Lena serves as a board member for Neighborhood Housing Service East Bay and California CASA, and is also on the steering committee of the Alameda County Community Asset Network (ACCAN). Prior to joining the Federal Reserve Bank of San Francisco, Lena managed the housing program for international students at UC Davis Extension. She holds a Bachelor’s degree in Japanese studies from the Monterey Institute of International Studies and a Master’s degree in international affairs from Ohio University.


Crezia Tano 

Crezia Tano is a senior project manager at San Francisco’s Office of Economic and Workforce Development, overseeing the San Francisco’s Community Benefit District Program. Crezia has been with OEWD since 2008 as part of the Neighborhood Economic Development unit providing technical assistance to communities working to revitalize their commercial districts. Crezia assumed the role overseeing the Community Benefit’s District Program in July of 2012. In the two years that she has been managing the program, she has overseen the successful formation of the Top of Broadway CBD in North Beach, the renewal and expansion of the Central Market Community Benefit District, and the formation of the Lower Polk CBD. She is currently assisting five communities in their CBD formation efforts. 
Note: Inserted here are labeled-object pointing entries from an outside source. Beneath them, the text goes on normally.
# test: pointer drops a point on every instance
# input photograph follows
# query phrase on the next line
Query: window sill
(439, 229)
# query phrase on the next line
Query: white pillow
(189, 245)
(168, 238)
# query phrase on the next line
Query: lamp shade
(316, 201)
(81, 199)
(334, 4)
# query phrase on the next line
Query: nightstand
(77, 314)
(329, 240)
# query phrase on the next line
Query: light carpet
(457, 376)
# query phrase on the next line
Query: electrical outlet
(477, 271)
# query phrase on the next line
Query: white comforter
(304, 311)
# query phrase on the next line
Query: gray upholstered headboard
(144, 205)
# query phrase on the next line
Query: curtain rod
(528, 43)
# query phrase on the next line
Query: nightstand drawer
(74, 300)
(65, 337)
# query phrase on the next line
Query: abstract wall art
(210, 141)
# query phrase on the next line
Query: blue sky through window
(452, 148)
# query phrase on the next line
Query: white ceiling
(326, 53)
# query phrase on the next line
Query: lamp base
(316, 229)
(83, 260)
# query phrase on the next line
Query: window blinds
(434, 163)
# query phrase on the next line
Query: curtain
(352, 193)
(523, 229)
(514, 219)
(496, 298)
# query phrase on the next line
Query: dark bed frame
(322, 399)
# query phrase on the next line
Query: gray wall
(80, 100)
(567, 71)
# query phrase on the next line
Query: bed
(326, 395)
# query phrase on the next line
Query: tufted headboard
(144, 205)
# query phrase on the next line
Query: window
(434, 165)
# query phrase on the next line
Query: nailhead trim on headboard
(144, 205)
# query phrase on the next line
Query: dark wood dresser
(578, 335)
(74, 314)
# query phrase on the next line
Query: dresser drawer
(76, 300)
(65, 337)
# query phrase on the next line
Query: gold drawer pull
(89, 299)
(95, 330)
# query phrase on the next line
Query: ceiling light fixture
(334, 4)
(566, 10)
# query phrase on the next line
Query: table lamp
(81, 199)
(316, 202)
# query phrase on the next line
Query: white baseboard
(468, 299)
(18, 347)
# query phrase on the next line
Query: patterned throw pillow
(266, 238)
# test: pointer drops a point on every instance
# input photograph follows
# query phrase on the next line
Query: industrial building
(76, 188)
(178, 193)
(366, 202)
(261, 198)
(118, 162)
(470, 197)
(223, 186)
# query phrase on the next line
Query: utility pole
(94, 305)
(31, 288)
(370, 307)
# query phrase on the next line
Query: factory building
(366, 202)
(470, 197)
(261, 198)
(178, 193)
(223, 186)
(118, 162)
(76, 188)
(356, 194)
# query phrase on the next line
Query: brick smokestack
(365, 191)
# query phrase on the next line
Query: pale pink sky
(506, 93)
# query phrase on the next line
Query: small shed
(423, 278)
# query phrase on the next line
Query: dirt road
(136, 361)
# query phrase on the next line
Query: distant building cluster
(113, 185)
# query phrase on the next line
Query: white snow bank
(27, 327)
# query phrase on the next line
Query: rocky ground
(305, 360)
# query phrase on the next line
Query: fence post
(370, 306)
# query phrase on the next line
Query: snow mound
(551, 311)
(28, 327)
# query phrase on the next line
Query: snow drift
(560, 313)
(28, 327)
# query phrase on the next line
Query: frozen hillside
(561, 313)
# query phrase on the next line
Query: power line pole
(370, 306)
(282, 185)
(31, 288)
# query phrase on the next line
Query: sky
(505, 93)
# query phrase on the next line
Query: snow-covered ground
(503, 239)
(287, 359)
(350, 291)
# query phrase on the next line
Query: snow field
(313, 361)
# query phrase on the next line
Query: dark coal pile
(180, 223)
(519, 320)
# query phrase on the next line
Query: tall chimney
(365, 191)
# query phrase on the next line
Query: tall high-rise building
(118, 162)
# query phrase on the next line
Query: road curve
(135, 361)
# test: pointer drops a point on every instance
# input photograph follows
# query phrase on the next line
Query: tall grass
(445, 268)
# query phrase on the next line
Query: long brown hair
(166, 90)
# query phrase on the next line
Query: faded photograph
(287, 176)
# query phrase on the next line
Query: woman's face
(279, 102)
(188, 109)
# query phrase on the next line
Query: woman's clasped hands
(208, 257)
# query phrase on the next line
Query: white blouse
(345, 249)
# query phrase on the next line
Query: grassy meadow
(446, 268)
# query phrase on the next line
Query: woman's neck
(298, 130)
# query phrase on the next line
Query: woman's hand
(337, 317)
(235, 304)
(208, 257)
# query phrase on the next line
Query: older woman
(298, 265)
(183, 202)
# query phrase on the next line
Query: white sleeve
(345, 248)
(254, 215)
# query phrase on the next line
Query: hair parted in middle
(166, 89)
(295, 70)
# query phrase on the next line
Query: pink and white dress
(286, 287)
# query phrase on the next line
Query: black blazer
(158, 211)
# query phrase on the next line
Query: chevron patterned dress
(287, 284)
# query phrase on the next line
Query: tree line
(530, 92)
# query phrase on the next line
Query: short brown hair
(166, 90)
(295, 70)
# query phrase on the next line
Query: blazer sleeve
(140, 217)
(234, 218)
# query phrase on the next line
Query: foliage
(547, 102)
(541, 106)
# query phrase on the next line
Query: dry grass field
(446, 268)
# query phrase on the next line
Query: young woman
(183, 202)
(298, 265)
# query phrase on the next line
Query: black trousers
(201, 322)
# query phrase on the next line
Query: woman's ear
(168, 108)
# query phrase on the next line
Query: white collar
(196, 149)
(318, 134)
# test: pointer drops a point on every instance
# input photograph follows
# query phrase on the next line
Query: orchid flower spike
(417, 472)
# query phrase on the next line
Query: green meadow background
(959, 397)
Crezia also serves as Mayor Lee’s point person to Third Street in the Bayview and San Bruno Avenue in the Portola, and has lead business attraction efforts, which recent accomplishments include attracting Four Barrel Coffee to San Bruno Avenue and Michelin recommended Champa Garden to Ocean Avenue. Additionally, Crezia oversees the $7 million Neighborhood Economic Development budget. She holds a degree in urban and regional planning from Cal Poly Pomona.